12. Faits Intéressants :
- « Le roi et la reine » : dans le folklore du pu’er, on qualifie souvent Laobanzhang de « roi » du sheng pu’er pour sa puissance et son statut, en l’opposant au Yiwu de la rive est, plus doux et aromatique.
- Les deux amertumes de Laoman’e : le village est connu à la fois pour ses types de thé « amer » et « doux » provenant des mêmes montagnes — on les distingue par le cultivar et le goût de la feuille.
- Zone frontalière : le massif s’étend jusqu’à la frontière d’État, et une partie des forêts de thé est historiquement liée à ce paysage transfrontalier.

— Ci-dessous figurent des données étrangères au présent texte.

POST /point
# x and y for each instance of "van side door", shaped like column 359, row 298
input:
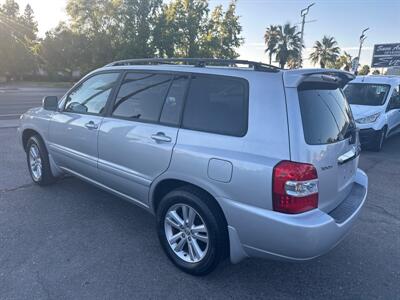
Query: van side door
column 393, row 111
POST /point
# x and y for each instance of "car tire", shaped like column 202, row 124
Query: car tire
column 380, row 140
column 208, row 254
column 38, row 161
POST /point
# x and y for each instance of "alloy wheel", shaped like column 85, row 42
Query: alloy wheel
column 35, row 162
column 186, row 233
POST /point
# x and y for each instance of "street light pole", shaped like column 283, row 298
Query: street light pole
column 363, row 37
column 303, row 14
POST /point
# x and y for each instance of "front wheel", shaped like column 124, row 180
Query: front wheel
column 191, row 231
column 38, row 161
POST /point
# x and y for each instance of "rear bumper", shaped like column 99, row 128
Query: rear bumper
column 256, row 232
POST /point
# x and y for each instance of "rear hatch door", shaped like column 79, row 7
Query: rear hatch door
column 323, row 132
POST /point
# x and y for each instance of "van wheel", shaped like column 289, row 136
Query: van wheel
column 38, row 161
column 380, row 140
column 191, row 231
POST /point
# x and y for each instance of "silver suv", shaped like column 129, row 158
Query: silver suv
column 235, row 158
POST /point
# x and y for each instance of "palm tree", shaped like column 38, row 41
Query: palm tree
column 325, row 51
column 289, row 44
column 271, row 38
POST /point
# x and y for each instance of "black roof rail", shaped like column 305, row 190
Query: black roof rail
column 197, row 62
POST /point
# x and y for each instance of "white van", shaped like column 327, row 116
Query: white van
column 375, row 102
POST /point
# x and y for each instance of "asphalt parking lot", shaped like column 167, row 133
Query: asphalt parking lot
column 16, row 99
column 73, row 241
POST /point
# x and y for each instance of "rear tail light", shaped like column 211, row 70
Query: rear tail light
column 295, row 187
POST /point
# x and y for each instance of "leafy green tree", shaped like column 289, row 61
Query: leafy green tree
column 271, row 38
column 64, row 50
column 186, row 28
column 137, row 19
column 364, row 70
column 326, row 52
column 342, row 62
column 289, row 44
column 223, row 33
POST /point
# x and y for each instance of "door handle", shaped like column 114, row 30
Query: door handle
column 91, row 125
column 161, row 137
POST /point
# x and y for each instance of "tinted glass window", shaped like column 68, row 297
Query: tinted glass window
column 142, row 96
column 92, row 95
column 366, row 93
column 326, row 116
column 217, row 104
column 174, row 102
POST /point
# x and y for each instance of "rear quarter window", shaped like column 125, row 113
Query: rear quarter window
column 326, row 115
column 217, row 104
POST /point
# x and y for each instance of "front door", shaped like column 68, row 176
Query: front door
column 74, row 129
column 137, row 140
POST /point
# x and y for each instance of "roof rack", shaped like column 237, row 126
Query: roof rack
column 197, row 62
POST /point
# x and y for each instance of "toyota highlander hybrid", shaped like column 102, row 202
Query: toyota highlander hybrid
column 234, row 158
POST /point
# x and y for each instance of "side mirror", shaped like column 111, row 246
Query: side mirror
column 50, row 103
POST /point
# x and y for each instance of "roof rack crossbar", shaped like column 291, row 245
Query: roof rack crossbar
column 197, row 62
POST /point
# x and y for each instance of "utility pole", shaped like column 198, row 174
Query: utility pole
column 303, row 14
column 363, row 37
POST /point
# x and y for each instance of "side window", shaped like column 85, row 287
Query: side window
column 174, row 102
column 91, row 96
column 395, row 99
column 142, row 96
column 217, row 104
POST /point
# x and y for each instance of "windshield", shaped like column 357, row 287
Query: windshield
column 366, row 93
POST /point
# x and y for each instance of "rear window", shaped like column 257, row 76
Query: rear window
column 217, row 104
column 326, row 115
column 366, row 93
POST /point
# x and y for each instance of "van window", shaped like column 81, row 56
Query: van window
column 141, row 96
column 217, row 104
column 366, row 93
column 326, row 115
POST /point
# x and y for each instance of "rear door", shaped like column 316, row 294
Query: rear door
column 324, row 134
column 137, row 138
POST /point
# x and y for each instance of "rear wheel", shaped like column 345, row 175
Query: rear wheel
column 380, row 140
column 191, row 231
column 38, row 161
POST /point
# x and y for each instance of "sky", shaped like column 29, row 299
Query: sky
column 343, row 19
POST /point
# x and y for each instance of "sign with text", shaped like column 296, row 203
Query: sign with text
column 386, row 56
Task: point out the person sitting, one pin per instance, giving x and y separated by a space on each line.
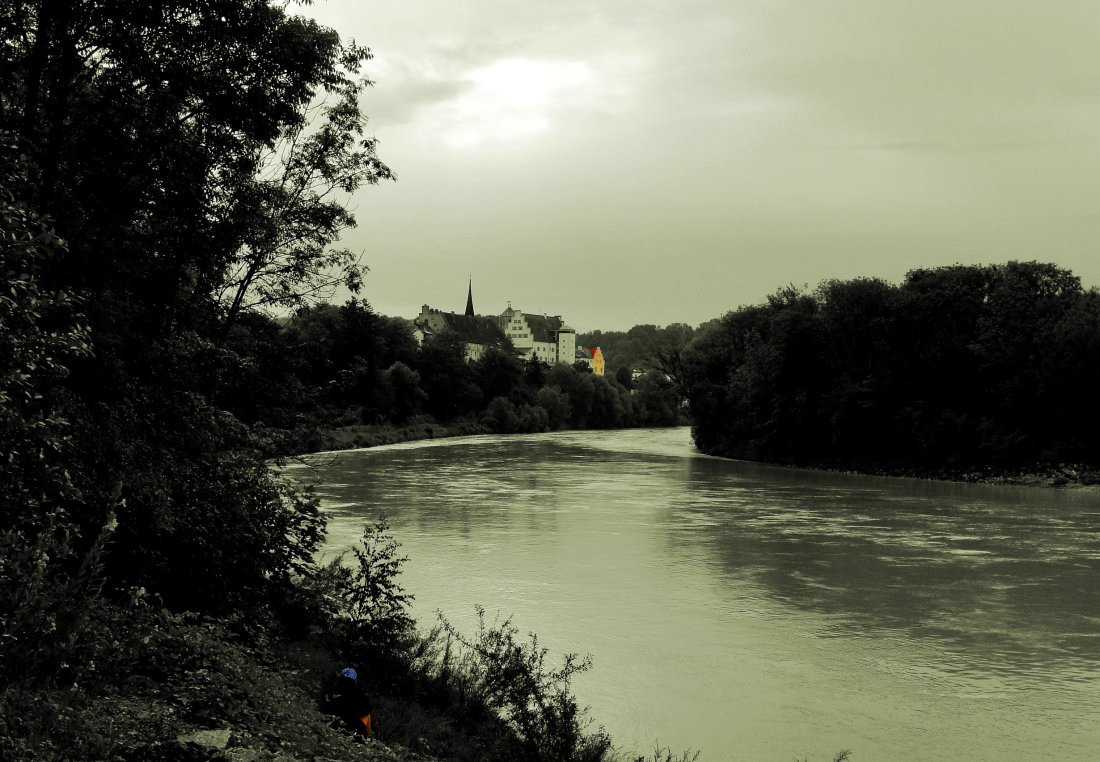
347 700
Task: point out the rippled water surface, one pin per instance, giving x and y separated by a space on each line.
757 613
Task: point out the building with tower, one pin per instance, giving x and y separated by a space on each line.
543 337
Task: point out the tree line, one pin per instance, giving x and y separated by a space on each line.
956 368
330 366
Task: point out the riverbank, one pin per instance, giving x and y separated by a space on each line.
162 686
1062 476
372 435
1052 476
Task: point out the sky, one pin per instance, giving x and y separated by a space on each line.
638 162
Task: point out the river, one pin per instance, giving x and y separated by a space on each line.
751 611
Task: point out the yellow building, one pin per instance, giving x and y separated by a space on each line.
594 357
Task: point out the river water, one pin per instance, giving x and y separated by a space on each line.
750 611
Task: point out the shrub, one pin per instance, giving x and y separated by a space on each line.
510 677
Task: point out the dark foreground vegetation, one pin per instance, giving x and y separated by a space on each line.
961 372
167 170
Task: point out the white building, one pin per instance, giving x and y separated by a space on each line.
546 338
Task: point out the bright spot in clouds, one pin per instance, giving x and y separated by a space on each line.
512 99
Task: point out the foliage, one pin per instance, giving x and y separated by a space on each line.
956 368
372 617
509 676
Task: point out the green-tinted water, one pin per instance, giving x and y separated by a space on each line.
758 613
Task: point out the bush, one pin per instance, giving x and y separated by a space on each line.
509 677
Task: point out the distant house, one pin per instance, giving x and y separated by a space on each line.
475 331
546 338
593 357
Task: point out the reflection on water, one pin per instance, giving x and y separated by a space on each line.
754 611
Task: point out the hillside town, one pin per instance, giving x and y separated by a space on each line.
540 337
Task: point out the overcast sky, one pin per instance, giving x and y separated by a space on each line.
638 162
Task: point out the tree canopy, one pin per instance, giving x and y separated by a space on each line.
958 367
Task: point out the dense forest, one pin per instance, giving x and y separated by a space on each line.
171 173
956 370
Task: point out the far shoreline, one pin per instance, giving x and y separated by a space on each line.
1074 476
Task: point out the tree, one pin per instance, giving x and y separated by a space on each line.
287 214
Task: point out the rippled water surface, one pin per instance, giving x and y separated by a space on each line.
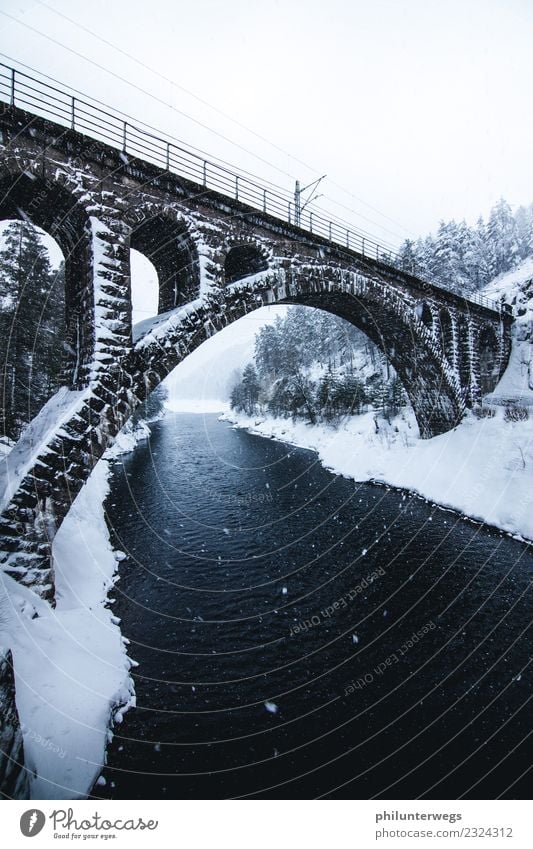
301 635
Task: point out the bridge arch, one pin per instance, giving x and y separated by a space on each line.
166 241
243 259
488 349
384 318
53 208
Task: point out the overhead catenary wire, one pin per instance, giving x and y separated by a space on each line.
219 111
283 194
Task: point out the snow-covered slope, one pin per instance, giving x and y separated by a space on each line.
70 661
206 377
483 468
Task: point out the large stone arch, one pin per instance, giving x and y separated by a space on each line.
167 240
55 209
387 320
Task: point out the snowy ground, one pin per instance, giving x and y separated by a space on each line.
483 468
71 667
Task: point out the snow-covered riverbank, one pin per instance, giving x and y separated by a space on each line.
72 671
483 468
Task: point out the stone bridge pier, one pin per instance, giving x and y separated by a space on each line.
216 259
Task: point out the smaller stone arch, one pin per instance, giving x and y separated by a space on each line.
244 259
425 314
488 350
446 334
55 209
167 242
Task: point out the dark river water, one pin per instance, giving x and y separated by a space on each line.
299 635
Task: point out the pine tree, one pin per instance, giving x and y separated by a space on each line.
501 236
31 326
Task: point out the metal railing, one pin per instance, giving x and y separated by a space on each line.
119 131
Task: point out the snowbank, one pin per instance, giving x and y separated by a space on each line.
71 667
483 468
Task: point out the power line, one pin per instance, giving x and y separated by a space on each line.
228 117
143 91
156 134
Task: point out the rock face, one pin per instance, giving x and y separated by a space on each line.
13 778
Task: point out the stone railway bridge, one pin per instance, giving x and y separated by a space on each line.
217 259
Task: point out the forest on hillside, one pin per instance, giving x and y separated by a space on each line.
464 258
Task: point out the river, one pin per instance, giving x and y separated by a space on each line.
300 635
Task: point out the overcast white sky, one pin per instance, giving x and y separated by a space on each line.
421 109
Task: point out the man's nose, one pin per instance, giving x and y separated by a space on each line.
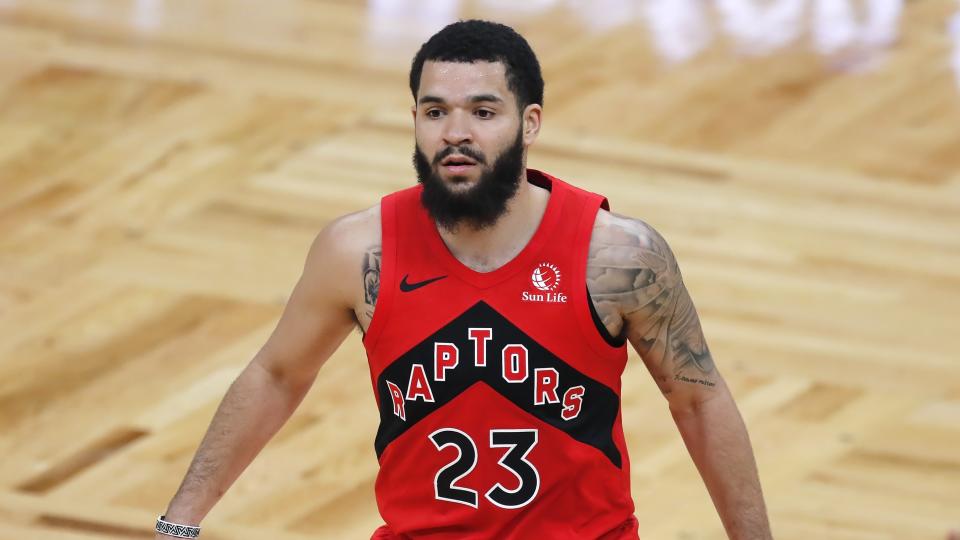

- Peuple pionnier : les Bulang et leurs ancêtres Pu sont considérés comme parmi les plus anciens cultivateurs de thé, ce qui confère à la région un poids culturel particulier.
En conclusion :
Le Bulangshan n’est pas tant un jardin spécifique qu’une image collective du sheng pu’er puissant, « masculin » : dense, profondément amer et rapidement doux, avec une énergie marquée et une capacité à bien vieillir longtemps. Derrière ce nom générique se cache une mosaïque de micro-terroirs, du légendaire Laobanzhang au multifacette Laoman’e, et les différences entre eux sont telles qu’un « goût de Bulang » universel n’existe pas — on retrouve une force et une structure reconnaissables, qui s’expriment différemment d’un village à l’autre.
Pour ceux qui étudient sérieusement le pu’er, le mao cha en vrac « 生普毛茶布朗山 » est un point d’entrée commode dans le terroir : il montre la région sans les distorsions de la compression et permet de suivre le cheminement de la jeune feuille fraîche, amère et florale, vers une infusion mûre et arrondie au fil des années d’un vieillissement correct. Les repères pratiques essentiels restent les mêmes — une évaluation lucide de l’origine, un vendeur honnête et une attention portée à la dynamique du goût en tasse, plutôt qu’au nom ronflant sur l’emballage.